The Albumen Print, which was popular from 1850, is made from paper coated in egg white, salts and silver nitrate exposed to a negative and sunlight; they and are often stuck onto a mount or other surface. Cartes de visite are most often albumen prints.
Wet and Dry Glass Plate printing, introduced from 1851, involves a sheet of hand-coated glass which is developed while still wet. By 1860 it had mostly taken over as a popular technique. By the 1880s it was largely replaced by the gelatin dry-plate, also produced on glass.
Carbon Printing was introduced from 1864; they have a matt finish and are printed in a variety of black and white tones, produced on a paper with a light-sensitive gelatin.
Platinum Printing was first patented in 1873 and was popular until the 1920s by which time the price of platinum had rocketed. Platinum prints were made on paper using iron salts and platinum compound exposed to daylight. They are highly valued for their tonal depth and range and the stable quality of the process.
Other techniques and modern prints fall into numerous categories including black and white Silver Gelatin prints, C-Types, Dye-Transfer and Digital Images, and a number of alt-techniques.

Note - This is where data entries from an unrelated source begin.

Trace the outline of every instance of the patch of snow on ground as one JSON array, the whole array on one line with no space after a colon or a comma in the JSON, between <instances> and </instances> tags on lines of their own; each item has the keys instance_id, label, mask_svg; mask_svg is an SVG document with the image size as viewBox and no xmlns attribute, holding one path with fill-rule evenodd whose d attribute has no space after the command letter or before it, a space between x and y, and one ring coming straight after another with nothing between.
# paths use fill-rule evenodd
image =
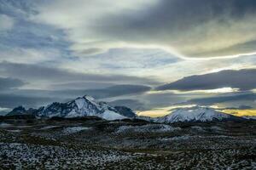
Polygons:
<instances>
[{"instance_id":1,"label":"patch of snow on ground","mask_svg":"<svg viewBox=\"0 0 256 170\"><path fill-rule=\"evenodd\" d=\"M40 128L40 130L47 130L47 129L50 129L50 128L58 128L60 126L46 126L46 127L43 127L42 128Z\"/></svg>"},{"instance_id":2,"label":"patch of snow on ground","mask_svg":"<svg viewBox=\"0 0 256 170\"><path fill-rule=\"evenodd\" d=\"M6 123L6 122L1 122L0 123L0 128L8 128L8 127L11 127L13 125Z\"/></svg>"},{"instance_id":3,"label":"patch of snow on ground","mask_svg":"<svg viewBox=\"0 0 256 170\"><path fill-rule=\"evenodd\" d=\"M8 132L10 132L10 133L20 133L21 130L20 129L15 129L15 130L6 130Z\"/></svg>"},{"instance_id":4,"label":"patch of snow on ground","mask_svg":"<svg viewBox=\"0 0 256 170\"><path fill-rule=\"evenodd\" d=\"M71 134L71 133L79 133L81 132L83 130L89 130L91 129L91 128L88 128L88 127L67 127L65 128L62 130L62 133L65 134Z\"/></svg>"},{"instance_id":5,"label":"patch of snow on ground","mask_svg":"<svg viewBox=\"0 0 256 170\"><path fill-rule=\"evenodd\" d=\"M116 133L164 133L180 130L180 128L173 128L165 124L147 124L143 126L121 126Z\"/></svg>"}]
</instances>

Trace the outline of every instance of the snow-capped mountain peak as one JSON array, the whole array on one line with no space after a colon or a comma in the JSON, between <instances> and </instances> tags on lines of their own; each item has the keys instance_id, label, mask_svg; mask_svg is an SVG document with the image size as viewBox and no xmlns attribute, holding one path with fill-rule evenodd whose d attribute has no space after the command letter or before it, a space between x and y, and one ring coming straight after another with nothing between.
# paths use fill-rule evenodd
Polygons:
<instances>
[{"instance_id":1,"label":"snow-capped mountain peak","mask_svg":"<svg viewBox=\"0 0 256 170\"><path fill-rule=\"evenodd\" d=\"M98 102L90 96L77 98L67 103L55 102L38 110L38 117L79 117L96 116L107 120L127 118L105 102Z\"/></svg>"},{"instance_id":2,"label":"snow-capped mountain peak","mask_svg":"<svg viewBox=\"0 0 256 170\"><path fill-rule=\"evenodd\" d=\"M193 107L182 108L172 111L171 114L160 117L158 122L210 122L210 121L222 121L236 116L217 111L212 108L207 107Z\"/></svg>"}]
</instances>

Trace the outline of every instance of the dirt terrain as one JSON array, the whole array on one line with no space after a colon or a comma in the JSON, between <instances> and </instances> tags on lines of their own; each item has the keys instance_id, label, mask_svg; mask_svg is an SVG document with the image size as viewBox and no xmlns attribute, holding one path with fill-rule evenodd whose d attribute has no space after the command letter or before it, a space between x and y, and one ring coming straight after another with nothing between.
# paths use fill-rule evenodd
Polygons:
<instances>
[{"instance_id":1,"label":"dirt terrain","mask_svg":"<svg viewBox=\"0 0 256 170\"><path fill-rule=\"evenodd\" d=\"M1 169L256 169L256 122L0 120Z\"/></svg>"}]
</instances>

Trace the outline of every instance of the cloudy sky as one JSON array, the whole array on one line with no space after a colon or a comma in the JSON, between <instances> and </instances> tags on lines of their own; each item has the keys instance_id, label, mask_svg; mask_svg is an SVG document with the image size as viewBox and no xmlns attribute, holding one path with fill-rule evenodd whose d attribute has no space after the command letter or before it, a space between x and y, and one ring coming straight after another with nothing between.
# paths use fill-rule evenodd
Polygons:
<instances>
[{"instance_id":1,"label":"cloudy sky","mask_svg":"<svg viewBox=\"0 0 256 170\"><path fill-rule=\"evenodd\" d=\"M0 112L89 94L256 114L255 0L0 0Z\"/></svg>"}]
</instances>

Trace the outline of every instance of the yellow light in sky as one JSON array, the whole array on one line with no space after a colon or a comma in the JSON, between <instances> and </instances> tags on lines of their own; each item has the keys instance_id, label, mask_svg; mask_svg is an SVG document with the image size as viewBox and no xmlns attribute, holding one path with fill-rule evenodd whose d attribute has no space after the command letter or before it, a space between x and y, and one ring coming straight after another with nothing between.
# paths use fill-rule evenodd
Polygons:
<instances>
[{"instance_id":1,"label":"yellow light in sky","mask_svg":"<svg viewBox=\"0 0 256 170\"><path fill-rule=\"evenodd\" d=\"M222 110L221 111L224 113L238 116L256 116L256 109L248 109L248 110L227 109L227 110Z\"/></svg>"},{"instance_id":2,"label":"yellow light in sky","mask_svg":"<svg viewBox=\"0 0 256 170\"><path fill-rule=\"evenodd\" d=\"M172 105L172 106L169 106L169 107L155 108L151 110L138 111L137 114L138 116L158 117L158 116L163 116L168 115L168 114L172 113L172 111L175 109L189 108L189 107L195 107L195 106L196 106L196 105Z\"/></svg>"}]
</instances>

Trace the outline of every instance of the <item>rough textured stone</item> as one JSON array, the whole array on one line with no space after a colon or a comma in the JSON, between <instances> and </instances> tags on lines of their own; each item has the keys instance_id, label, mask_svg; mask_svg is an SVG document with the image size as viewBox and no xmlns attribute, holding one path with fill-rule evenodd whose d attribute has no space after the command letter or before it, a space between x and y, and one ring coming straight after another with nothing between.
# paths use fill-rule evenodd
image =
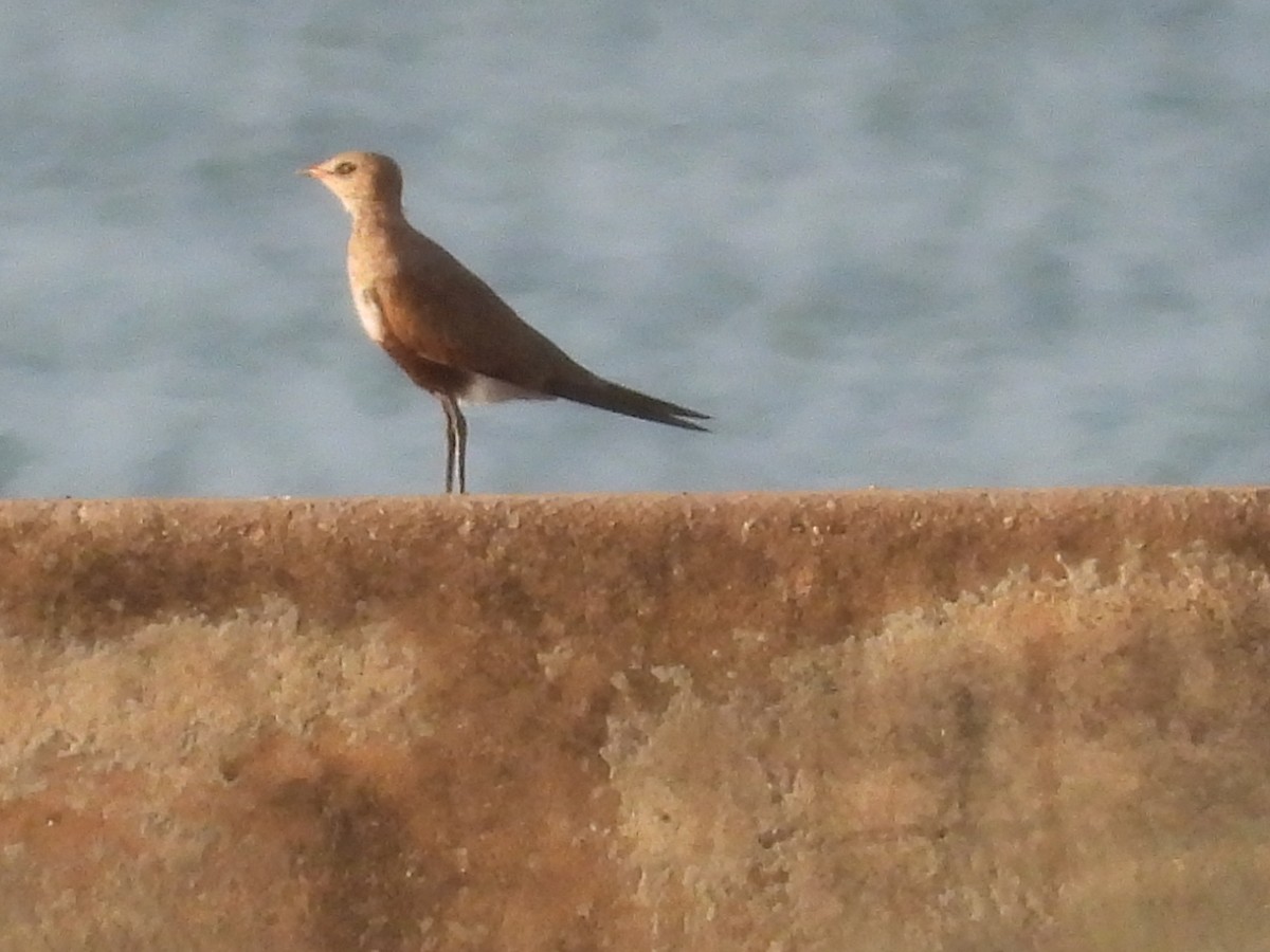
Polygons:
<instances>
[{"instance_id":1,"label":"rough textured stone","mask_svg":"<svg viewBox=\"0 0 1270 952\"><path fill-rule=\"evenodd\" d=\"M1267 501L0 504L0 951L1265 948Z\"/></svg>"}]
</instances>

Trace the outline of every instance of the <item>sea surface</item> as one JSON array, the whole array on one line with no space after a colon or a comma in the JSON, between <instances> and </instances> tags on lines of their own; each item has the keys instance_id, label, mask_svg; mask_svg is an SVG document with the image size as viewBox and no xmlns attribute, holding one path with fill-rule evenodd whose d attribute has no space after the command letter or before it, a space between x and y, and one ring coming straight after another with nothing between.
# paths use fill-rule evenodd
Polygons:
<instances>
[{"instance_id":1,"label":"sea surface","mask_svg":"<svg viewBox=\"0 0 1270 952\"><path fill-rule=\"evenodd\" d=\"M481 493L1264 482L1270 4L0 5L0 494L413 494L302 165L709 435L469 413Z\"/></svg>"}]
</instances>

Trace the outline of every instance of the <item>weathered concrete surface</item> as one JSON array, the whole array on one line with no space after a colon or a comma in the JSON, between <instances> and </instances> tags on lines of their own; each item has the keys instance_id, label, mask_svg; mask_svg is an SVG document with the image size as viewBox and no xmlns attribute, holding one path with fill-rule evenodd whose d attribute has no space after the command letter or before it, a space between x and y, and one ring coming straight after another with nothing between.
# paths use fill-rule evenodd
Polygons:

A good place to learn about these techniques in more detail is the Victoria & Albert Museum website which lists techniques and processes. The Getty Museum and George Eastman House, USA both have a series of youtube films on the history of photographic processes. A number of excellent books have been published on the topic of technique including Photographs of the Past: Process and Preservation, by Bertrand Lavedrine (Getty, 2009). The Getty Conservation Institute has a number of excellent resources including the Atlas of Analytical Signatures of Photographic Processes which explains photographic history and its processes clearly, with free pdfs to download.